In the DRC, PATH leads a consortium of partners who are working to reduce transmission of HIV, deliver integrated care and services for people affected by HIV/AIDS, and build up the country’s health system to expand and improve services. The project is known as ProVIC, and is funded by the United States President’s Emergency Plan for AIDS Relief (PEPFAR) through the US Agency for International Development. Like other projects funded by the US government, it has the US Congress to answer to.
Monitoring and evaluating
Anh Thu Hoang is a PATH adviser in global health monitoring and evaluation, or “M&E.” She’s helping the ProVIC partners learn to gather meaningful data and interpret it, both to fulfill their obligations under PEPFAR and to improve services in their communities. Thu is based at PATH’s office in Washington, DC, but she also spends time in the DRC, traveling between the five regions in which ProVIC works.
“It seems natural to me that you want to monitor and track your project activities and implementation processes,” Thu says. “You want to know if things are going as anticipated or planned. And if not, you want to know why so you can make changes to make the process more effective.”
Learning from each other
In a country that’s still emerging from war—and still subject to periods of instability, especially in the eastern areas where ProVIC is working—training and coaching staff and local partners can be daunting. They must learn what kind of data to collect, how to collect it, and how to use it to improve programming. Any training program must take into account not only how to effectively teach those skills, but also how to sustain training over time.
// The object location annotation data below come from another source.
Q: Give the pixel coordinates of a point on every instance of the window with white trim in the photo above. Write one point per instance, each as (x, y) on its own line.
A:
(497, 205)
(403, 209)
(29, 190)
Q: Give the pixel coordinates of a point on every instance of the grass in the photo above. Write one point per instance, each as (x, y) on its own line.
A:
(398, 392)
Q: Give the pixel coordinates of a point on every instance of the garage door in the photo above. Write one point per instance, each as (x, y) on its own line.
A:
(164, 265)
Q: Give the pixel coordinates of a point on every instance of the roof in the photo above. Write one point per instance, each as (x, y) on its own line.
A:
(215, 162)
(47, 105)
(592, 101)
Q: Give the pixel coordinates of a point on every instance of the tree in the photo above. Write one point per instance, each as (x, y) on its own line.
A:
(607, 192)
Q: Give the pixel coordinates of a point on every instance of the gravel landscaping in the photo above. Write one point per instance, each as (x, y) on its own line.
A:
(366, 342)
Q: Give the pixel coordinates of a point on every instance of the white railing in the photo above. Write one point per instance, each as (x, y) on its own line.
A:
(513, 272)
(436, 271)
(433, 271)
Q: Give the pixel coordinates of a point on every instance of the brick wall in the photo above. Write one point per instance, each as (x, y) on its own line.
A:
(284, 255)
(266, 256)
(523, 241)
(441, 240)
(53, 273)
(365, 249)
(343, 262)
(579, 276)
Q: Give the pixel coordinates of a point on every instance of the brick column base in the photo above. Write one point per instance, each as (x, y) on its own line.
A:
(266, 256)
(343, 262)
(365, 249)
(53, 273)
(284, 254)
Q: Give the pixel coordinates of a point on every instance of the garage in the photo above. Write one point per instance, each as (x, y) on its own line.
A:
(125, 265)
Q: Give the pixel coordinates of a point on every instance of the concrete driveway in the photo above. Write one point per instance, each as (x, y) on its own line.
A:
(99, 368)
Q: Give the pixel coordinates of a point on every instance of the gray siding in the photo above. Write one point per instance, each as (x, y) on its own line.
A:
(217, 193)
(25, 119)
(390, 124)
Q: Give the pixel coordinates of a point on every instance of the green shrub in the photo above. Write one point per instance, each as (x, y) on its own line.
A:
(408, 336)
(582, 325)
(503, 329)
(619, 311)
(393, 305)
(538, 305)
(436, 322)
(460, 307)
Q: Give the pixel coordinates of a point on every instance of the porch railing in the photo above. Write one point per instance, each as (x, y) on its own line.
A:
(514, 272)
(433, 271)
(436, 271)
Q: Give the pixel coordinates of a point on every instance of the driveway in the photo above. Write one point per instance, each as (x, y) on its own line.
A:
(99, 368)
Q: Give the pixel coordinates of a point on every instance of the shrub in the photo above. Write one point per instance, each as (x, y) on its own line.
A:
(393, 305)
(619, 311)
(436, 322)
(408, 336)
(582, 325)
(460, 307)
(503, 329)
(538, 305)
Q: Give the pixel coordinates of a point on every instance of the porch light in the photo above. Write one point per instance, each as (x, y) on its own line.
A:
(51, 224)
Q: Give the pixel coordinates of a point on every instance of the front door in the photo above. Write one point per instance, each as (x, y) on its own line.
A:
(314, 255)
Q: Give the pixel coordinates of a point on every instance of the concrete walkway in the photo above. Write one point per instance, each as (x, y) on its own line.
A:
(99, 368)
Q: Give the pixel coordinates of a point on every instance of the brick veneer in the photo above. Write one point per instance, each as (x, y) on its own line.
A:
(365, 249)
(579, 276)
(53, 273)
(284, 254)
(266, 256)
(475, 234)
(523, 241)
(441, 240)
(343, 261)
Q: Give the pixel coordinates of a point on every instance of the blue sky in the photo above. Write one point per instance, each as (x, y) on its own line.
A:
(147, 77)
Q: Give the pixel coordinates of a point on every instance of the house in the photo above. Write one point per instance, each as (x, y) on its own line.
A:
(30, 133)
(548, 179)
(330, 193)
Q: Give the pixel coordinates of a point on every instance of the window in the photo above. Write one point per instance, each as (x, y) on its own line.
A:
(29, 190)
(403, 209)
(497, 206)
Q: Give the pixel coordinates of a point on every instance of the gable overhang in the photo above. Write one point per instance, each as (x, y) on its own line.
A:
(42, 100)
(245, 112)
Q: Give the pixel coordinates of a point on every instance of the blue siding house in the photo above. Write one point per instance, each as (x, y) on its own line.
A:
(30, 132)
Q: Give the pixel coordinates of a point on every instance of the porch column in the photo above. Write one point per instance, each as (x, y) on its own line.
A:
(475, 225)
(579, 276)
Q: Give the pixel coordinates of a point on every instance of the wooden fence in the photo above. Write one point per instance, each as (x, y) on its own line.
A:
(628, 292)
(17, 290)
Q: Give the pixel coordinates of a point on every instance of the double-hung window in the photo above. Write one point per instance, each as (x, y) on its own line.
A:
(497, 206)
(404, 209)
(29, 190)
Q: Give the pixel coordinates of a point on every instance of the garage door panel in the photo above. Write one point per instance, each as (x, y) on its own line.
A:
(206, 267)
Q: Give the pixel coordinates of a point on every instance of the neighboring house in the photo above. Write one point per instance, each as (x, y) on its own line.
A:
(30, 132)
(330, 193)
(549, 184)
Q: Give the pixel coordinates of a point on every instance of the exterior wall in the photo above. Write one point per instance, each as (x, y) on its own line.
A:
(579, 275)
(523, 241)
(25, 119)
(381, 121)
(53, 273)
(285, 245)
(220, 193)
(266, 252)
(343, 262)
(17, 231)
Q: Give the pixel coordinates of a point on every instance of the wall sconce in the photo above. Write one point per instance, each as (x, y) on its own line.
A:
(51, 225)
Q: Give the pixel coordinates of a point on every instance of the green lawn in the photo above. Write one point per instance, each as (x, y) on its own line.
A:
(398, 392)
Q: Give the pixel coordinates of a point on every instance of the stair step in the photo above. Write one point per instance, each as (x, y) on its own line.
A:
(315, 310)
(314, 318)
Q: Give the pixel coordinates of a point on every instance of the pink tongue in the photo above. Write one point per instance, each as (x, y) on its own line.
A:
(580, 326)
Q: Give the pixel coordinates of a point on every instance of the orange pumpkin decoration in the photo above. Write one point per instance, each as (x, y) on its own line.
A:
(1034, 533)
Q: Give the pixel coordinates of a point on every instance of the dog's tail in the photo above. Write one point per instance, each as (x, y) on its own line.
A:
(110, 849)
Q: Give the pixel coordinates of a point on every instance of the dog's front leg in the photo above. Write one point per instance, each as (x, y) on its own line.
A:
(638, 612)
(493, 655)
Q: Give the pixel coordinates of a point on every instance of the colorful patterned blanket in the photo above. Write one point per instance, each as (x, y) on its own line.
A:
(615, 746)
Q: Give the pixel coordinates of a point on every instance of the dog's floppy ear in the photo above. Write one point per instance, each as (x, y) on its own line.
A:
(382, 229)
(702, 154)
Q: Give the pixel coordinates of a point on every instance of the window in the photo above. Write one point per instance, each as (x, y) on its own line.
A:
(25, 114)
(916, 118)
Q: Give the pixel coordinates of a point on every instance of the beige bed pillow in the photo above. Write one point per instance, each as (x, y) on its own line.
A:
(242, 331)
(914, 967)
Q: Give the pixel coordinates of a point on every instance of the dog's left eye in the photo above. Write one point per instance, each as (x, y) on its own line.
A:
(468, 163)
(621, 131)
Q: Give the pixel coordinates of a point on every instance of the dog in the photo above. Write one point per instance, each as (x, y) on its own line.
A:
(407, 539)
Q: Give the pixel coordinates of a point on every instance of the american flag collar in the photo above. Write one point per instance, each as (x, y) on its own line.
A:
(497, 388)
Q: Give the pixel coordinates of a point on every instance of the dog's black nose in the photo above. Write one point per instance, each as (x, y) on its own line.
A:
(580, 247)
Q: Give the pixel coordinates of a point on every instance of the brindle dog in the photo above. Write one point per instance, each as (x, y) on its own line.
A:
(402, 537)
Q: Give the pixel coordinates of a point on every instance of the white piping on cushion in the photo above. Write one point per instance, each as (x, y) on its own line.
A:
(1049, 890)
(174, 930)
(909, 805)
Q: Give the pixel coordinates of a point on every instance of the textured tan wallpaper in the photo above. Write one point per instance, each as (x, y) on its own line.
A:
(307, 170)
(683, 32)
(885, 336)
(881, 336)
In May, PATH introduced a pilot project to selected ProVIC partners that encourages them to learn from each other. The partners take part in an introductory workshop and complete a three-month work plan. Then, by holding ongoing discussions and shadowing one another on the job, they continue to learn better data-collection practices and troubleshoot issues they encounter in the field. Partners depend not on PATH but on each other, mutually learning from shared experiences, challenges, and best practices along the way.
One organization may be stronger in collecting data, Thu says. Another might excel at programming. They exchange information, and both have the potential to improve in ways that will benefit them beyond M&E—and even beyond ProVIC. In just a few months, Thu says, the techniques have helped partners who are piloting the project in Kinshasa quickly and inexpensively improve M&E practices.
So far, ProVIC has reached more than a million people in the DRC with messages about preventing HIV. It’s an impressive number—and one we know, Thu might point out, thanks to M&E.